With every breath we breathe the breath of each other - God’s light
Some things never die.
***
Here is the YouTube clip of a song “Through the Desert” Neriya wrote with the help of some amazing Medical Clowns. We all have our individual arid deserts of travail. He was brave enough to share his.
This is Not a Cholent is dedicated to Neriya and his siblings as they were the first to hear (critique) the story and Neriya recommended (insisted) I put the t’bit recipe at the back. Neriya really loved and was proud of his Iraqi Jewish heritage as well as his Polish and Russian Jewish roots from his mother’s side.
For Your Interest:
Latest Published Lyric Essay - A Forest of Jews
I feel blessed to share this lyric essay recently published in Yad Mizrah, a new Mizrahi and Sephardic literary journal. It was painful to write, but important for me to explore, express and share.
This is Not a Cholent Picture Book Interview and Give Away - I really enjoyed doing this interview with Kathy Temean for her wonderful blog Writing and Illustrating. I love what Kathy writes in her review:
Kids will love how Amira keeps believing in her families Jewish Iraqi family’s special recipe. Children will cheer for Amira and her Nana and learn an important lesson: drown out negative people and keep believing in yourself. They will want to try out Nana’s T’bit Recipe at the end of the book. Parents might also want to say “Yes” to trying something new.

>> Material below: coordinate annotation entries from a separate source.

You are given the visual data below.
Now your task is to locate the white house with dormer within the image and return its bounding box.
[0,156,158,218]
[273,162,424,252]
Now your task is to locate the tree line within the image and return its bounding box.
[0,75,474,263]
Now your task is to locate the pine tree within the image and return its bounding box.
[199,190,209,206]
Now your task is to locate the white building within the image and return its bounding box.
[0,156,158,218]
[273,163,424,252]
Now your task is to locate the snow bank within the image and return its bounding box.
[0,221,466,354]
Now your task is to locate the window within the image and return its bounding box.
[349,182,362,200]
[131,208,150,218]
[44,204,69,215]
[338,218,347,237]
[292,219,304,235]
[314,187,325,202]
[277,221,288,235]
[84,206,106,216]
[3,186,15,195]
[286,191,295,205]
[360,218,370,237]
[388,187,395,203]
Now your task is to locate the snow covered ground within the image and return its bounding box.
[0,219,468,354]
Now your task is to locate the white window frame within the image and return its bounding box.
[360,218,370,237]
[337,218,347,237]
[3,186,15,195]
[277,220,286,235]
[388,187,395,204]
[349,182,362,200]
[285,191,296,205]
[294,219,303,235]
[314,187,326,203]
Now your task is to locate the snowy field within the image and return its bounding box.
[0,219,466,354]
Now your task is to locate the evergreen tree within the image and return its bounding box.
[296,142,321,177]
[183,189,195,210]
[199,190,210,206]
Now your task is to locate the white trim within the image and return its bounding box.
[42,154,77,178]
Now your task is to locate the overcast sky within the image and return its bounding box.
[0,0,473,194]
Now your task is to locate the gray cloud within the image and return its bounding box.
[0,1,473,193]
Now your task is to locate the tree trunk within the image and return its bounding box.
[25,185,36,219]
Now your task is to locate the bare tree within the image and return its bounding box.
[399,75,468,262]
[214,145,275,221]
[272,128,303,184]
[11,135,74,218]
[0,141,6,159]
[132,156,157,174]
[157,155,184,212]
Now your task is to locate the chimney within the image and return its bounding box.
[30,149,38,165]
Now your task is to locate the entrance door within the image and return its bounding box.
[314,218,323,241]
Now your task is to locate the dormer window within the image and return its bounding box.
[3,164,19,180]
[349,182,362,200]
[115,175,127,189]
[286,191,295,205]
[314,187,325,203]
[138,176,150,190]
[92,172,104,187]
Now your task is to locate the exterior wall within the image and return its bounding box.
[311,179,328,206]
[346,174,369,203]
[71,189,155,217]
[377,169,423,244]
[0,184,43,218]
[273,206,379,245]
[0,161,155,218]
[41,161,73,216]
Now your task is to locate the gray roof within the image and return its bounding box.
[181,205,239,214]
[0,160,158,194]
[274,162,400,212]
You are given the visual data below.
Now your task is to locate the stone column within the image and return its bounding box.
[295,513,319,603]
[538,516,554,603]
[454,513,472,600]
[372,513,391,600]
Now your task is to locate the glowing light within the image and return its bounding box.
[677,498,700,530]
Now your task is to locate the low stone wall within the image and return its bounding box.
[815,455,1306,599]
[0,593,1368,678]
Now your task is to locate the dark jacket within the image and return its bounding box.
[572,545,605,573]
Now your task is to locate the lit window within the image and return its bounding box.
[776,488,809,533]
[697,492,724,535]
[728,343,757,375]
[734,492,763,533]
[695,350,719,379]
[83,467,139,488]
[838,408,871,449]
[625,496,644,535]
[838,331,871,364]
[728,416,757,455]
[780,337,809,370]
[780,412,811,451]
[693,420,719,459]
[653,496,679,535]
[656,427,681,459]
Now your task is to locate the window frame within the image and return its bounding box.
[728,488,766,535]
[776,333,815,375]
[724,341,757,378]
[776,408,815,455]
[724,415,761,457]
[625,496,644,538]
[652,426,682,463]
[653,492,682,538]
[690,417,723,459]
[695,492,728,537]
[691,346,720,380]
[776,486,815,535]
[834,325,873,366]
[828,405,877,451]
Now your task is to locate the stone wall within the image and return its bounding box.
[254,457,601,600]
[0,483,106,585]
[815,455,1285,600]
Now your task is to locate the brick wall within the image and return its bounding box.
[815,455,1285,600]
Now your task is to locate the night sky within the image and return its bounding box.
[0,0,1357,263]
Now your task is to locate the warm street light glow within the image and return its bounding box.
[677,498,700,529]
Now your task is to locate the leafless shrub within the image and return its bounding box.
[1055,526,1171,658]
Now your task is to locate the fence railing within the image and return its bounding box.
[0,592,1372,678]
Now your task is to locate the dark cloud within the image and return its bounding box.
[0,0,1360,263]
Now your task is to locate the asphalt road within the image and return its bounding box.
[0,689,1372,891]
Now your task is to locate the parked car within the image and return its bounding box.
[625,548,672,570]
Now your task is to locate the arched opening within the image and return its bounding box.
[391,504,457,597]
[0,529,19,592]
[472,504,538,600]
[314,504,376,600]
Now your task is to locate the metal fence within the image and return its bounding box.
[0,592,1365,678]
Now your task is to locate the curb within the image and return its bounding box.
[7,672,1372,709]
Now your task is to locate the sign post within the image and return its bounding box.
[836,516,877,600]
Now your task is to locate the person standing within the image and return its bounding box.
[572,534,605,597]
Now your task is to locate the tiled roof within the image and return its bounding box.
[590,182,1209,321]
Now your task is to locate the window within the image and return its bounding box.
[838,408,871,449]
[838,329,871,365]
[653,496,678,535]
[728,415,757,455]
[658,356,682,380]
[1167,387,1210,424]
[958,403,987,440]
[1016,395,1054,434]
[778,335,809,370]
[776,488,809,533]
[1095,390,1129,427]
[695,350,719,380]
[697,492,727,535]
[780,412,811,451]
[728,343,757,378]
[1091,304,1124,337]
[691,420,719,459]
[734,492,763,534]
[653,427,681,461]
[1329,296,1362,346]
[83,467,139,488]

Latest Favorite Book Recommendation - Joan by Katherine J. Chen (Hodder & Stroughton, 2022)
Joan is a beautifully written historical novel about Joan of Arc, who is portrayed as a strong, complex and unforgettable character. It’s full of beautiful writing, thoughts and feelings, truths like this:
“She doesn’t like war. She doesn’t like the stories she hears, the same ones she’s heard all her life: convents desecrated, churches plundered, wheat days away from being harvested reduced to cinders, livestock that the attackers can’t take with them slaughtered, blood and meat to feed the flies. It is bad enough that some years the corp is ruined by bad weather. Winter alone, she thinks, is sufficient to starve and kill. We don’t need the English and the Burgundians to aid winter. It isn’t the work of the English that makes a calf stillborn or a child stop breathing in its cradle.”
How do we explain human-made suffering? Is not God-made suffering enough?
I remembered this paragraph this week as at Neriya’s shiva my cousin’s wife tearfully said she had was on her way to another shiva - another house of mourning. It was her neighbor’s son - a fallen soldier.
From mourning house to mourning house. Choose life. I hear the whispers. Choose life over hate.
Favorite Comfort Recipe - Just to share some comfort, Healthy Banana Oat Muffins - because this for me is the ultimate comfort food that can be stored in the freezer. My boys like it too. I added lots of good quality European dark chocolate chips, and when my blender broke I ended up hand mixing the ingredients and it was just fine. (Okay I’ll admit it tasted oaty - but I love the porridge taste of oats.)
For more about me and my writing visit my website www.sarahsassoon.com
To support my work please consider buying my children’s books, the award winning Shoham’s Bangle, and my latest This is Not a Cholent. My mission is to spread and educate about Jewish Middle Eastern culture.
Read my free online, award winning poetry collection, published by Harbor Review - This is Why We Don’t Look Back.
Note - My Substack will be fortnightly. Maybe more often… I appreciate all comments, all conversations, and all sharing.
Further - All mistakes are proof that I am human, and this is not an AI publication.
With Blessings,
Sarah
Just beautiful, and heartbreaking, Sarah. Sending love your way. And what a beautiful name, Neriya. All love to your family.
Oh Sarah, just reading this now. Sending a big hug to you and your entire family. May Neriya's memory be a blessing.